Top Wall Street Execs Paint Pessimistic Picture

NEW YORK — Despite considerable efforts from business and governments around the globe to stem the crisis, there still a long way to go before trust in the financial system is restored, top industry executives said Friday.

At a panel discussion sponsored by the Partnership for New York City, The Wall Street Journal and the New York Stock Exchange, five chief executives from major financial services firms discussed the financial crisis and its potential outcome with little immediate optimism.

Steven Schwarzman, chief executive officer of Blackstone Group said that the public is waking up to the problem, but that the world's governments are still some way off finding and implementing a coordinated resolution to the crisis.

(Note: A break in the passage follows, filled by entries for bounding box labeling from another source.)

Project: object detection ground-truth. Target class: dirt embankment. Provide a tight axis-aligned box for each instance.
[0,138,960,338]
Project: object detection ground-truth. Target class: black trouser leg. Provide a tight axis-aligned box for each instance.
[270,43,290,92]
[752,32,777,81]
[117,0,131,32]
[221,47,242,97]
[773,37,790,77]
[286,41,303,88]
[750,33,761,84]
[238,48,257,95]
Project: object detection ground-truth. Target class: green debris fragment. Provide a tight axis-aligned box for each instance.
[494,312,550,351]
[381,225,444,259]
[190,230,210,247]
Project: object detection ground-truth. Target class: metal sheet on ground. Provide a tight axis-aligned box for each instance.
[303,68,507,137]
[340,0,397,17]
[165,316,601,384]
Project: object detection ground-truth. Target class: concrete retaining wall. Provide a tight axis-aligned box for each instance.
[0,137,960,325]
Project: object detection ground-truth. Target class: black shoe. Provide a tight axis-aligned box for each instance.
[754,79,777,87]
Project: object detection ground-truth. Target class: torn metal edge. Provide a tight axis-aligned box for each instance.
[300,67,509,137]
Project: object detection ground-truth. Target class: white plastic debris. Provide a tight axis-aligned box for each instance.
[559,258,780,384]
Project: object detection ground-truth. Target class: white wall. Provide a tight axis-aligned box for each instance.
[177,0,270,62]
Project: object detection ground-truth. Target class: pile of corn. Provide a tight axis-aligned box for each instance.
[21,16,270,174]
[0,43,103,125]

The panelists agreed that the basis of the problem is liquidity, adding that the financial system needs a better regulatory framework dominated by the Federal Reserve.

"The ultimate resolution to this will involve guaranteeing the liabilities of financial institutions," Schwarzman said.

"It's a matter of time before the system gets there," he said. James Dimon, chairman and CEO of JPMorgan Chase & Co., said he is confident that the government will eventually get the crisis under control.

"We are talking about trillions of dollars of (government) support countering the hysteria," Dimon said.

But for now the turning point hasn't been reached.

Glen Hutchins, co-CEO of Silver Lake said what is needed is a systemic shock that would turn the crisis around. He didn't elaborate on what form this systemic shock could take.

Hutchins also said that part of the solution must be to allow people to refinance their home loans at low interest rates.

Dimon also called for an overhaul of the mortgage business worldwide.

"Mortgages need to be regulated," Dimon said.

"Real estate is at the center of crisis after crisis," he added.

The panelists, which also included Lloyd Blankfein, chief executive of Goldman Sachs Group Inc. and BlackRock Inc. CEO Larry Fink, agreed that the inflow of government money into the financial system poses no immediate danger of inflation, but instead is necessary to ward off deflation. But they failed to find a middle ground as to what extent fair value accounting contributed to the crisis.